Book Read Free

Metro 2035

Page 48

by Dmitry Glukhovsky


  They turned a corner.

  Into an immense, blind tunnel ten meters across that ran from one point in the middle of the ground to another point somewhere in the middle of the ground. How many more of them were there here? The passageway ran on farther.

  It was obviously late. The inhabitants of the bunker were straggling away, blowsy and fuzzy, from the snow-white drinking joint and creeping off home. Artyom glanced through the doorjambs into one of the apartments lined up along the tunnel. Then into another one. Yes, really quite cozy.

  Good enough for a human being.

  “Why are showing all this to me? Saying all this?”

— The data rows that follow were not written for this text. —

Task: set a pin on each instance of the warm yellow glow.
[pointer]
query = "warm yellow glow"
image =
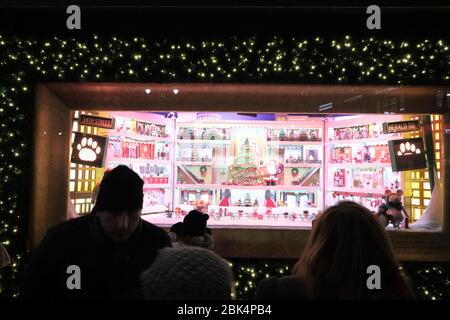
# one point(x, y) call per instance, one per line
point(417, 213)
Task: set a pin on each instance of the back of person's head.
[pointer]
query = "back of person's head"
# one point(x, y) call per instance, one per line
point(121, 189)
point(187, 273)
point(175, 228)
point(345, 240)
point(194, 224)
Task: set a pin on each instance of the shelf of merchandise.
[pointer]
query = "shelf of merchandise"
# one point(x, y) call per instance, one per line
point(250, 209)
point(199, 141)
point(195, 163)
point(135, 136)
point(357, 190)
point(226, 186)
point(153, 209)
point(293, 143)
point(138, 160)
point(360, 165)
point(368, 141)
point(302, 165)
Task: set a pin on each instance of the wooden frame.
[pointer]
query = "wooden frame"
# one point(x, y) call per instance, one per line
point(56, 101)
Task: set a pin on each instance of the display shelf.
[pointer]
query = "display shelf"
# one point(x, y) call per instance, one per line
point(357, 190)
point(148, 186)
point(194, 163)
point(368, 141)
point(226, 186)
point(138, 160)
point(293, 143)
point(136, 136)
point(302, 165)
point(160, 208)
point(360, 165)
point(199, 141)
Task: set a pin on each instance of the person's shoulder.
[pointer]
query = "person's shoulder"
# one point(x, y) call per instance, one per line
point(150, 230)
point(280, 288)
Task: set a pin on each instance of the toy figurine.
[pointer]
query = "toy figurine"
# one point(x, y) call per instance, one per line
point(392, 211)
point(225, 202)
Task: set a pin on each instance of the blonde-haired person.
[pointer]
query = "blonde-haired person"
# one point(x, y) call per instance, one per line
point(345, 240)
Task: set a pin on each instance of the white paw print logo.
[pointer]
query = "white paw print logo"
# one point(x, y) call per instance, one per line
point(408, 149)
point(88, 150)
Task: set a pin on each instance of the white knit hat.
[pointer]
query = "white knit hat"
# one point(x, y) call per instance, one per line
point(187, 273)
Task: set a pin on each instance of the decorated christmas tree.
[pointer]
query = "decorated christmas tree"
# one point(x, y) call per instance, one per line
point(247, 200)
point(244, 170)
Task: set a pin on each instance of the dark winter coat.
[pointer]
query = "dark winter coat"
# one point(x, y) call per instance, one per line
point(108, 269)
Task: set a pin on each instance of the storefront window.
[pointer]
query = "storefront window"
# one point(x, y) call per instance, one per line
point(252, 170)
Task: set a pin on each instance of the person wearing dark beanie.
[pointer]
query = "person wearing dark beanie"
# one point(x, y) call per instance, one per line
point(194, 232)
point(187, 273)
point(100, 255)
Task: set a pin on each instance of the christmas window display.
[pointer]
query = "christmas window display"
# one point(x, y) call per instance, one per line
point(142, 141)
point(250, 172)
point(269, 173)
point(359, 166)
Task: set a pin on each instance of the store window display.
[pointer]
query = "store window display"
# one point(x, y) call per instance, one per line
point(248, 172)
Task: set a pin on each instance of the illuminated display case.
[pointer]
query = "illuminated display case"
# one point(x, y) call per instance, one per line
point(359, 164)
point(144, 143)
point(240, 172)
point(277, 172)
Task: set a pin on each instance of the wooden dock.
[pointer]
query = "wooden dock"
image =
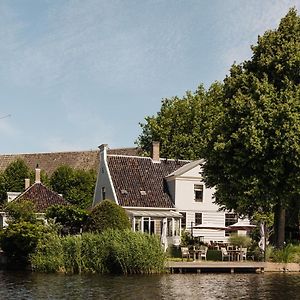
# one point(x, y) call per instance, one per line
point(215, 267)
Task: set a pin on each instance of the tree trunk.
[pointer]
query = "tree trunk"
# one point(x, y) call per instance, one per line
point(279, 225)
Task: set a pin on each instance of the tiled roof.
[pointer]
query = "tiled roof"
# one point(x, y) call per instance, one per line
point(42, 197)
point(49, 162)
point(139, 181)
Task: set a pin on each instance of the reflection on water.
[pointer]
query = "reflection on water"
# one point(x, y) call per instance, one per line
point(19, 285)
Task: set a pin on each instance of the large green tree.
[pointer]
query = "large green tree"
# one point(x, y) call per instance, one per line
point(13, 178)
point(252, 152)
point(76, 186)
point(108, 215)
point(178, 126)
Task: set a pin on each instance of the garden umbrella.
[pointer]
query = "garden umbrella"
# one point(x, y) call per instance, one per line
point(241, 225)
point(210, 226)
point(163, 238)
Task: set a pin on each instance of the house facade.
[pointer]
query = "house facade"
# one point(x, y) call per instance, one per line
point(137, 184)
point(156, 191)
point(41, 197)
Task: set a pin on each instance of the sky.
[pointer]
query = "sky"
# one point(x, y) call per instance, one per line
point(76, 74)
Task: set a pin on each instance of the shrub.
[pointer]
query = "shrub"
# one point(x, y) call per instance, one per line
point(240, 240)
point(290, 253)
point(49, 255)
point(108, 215)
point(20, 239)
point(21, 211)
point(70, 217)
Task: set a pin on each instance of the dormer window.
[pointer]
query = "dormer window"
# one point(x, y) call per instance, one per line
point(124, 192)
point(198, 192)
point(103, 193)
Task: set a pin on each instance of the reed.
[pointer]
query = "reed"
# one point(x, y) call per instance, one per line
point(290, 253)
point(112, 251)
point(49, 255)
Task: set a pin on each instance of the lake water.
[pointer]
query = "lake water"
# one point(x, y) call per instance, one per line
point(21, 285)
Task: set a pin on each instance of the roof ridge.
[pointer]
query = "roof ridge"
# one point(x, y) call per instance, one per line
point(148, 157)
point(56, 152)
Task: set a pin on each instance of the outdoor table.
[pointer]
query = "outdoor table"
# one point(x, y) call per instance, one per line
point(235, 254)
point(196, 252)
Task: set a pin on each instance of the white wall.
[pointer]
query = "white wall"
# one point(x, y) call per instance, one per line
point(103, 180)
point(183, 195)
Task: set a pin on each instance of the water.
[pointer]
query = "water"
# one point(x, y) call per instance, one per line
point(20, 285)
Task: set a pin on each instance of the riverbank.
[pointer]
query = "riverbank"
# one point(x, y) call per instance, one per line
point(230, 267)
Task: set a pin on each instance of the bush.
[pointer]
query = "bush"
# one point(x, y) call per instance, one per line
point(240, 240)
point(290, 253)
point(108, 215)
point(70, 217)
point(20, 239)
point(21, 211)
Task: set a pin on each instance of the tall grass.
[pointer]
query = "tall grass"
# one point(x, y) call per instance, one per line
point(290, 253)
point(113, 251)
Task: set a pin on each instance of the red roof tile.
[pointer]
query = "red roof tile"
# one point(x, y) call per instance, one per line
point(139, 181)
point(41, 196)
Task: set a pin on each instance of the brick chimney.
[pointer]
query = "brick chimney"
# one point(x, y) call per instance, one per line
point(27, 183)
point(37, 174)
point(155, 151)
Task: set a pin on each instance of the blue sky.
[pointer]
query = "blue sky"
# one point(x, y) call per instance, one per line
point(76, 74)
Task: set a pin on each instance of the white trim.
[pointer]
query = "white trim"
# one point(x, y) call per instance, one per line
point(104, 153)
point(149, 208)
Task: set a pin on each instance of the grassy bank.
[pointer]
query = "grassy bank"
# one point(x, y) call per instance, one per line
point(113, 251)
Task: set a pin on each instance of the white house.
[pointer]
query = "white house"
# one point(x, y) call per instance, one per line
point(156, 190)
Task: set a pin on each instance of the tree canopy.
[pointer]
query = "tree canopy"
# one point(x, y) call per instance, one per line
point(13, 178)
point(178, 126)
point(108, 214)
point(76, 186)
point(252, 152)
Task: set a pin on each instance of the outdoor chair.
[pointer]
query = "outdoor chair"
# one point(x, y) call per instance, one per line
point(225, 254)
point(244, 253)
point(185, 253)
point(203, 252)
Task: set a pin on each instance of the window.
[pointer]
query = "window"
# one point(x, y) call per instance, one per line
point(183, 220)
point(198, 218)
point(198, 192)
point(103, 193)
point(229, 220)
point(148, 225)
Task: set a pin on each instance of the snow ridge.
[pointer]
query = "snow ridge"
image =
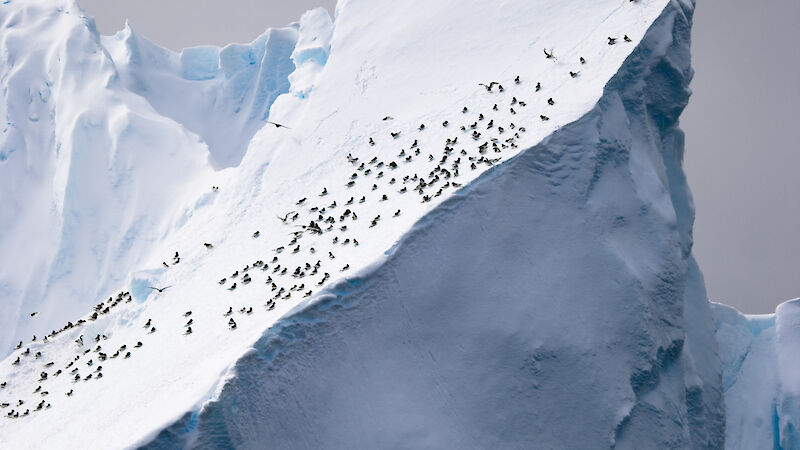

  “Well, you know, I enjoy it. A bit of an argument. You’re a revolutionary, aren’t you? What were you doing, sitting there, at Sashka’s place? Waiting for me. A romantic. Did you want to shoot me with your revolver? What, did you think that if you killed me, that would straighten out people’s lives? What do I do? I’m only in charge of domestic policy. Waste me—and a new head will grow. I tried to talk some sense into you back there at TsvetnoI Boulevard. But, you see, your memory has failed you.”

  “At Tsvetnoi?”

  “As I said, loss of memory. But that’s not surprising. It’s essentially symbolic. This amnesia of yours is a blessing to us, of course. No one remembers anything. A people of ephemeral mayflies. It’s as if yesterday never happened. And no one wants to think about tomorrow. A single continuous present moment.”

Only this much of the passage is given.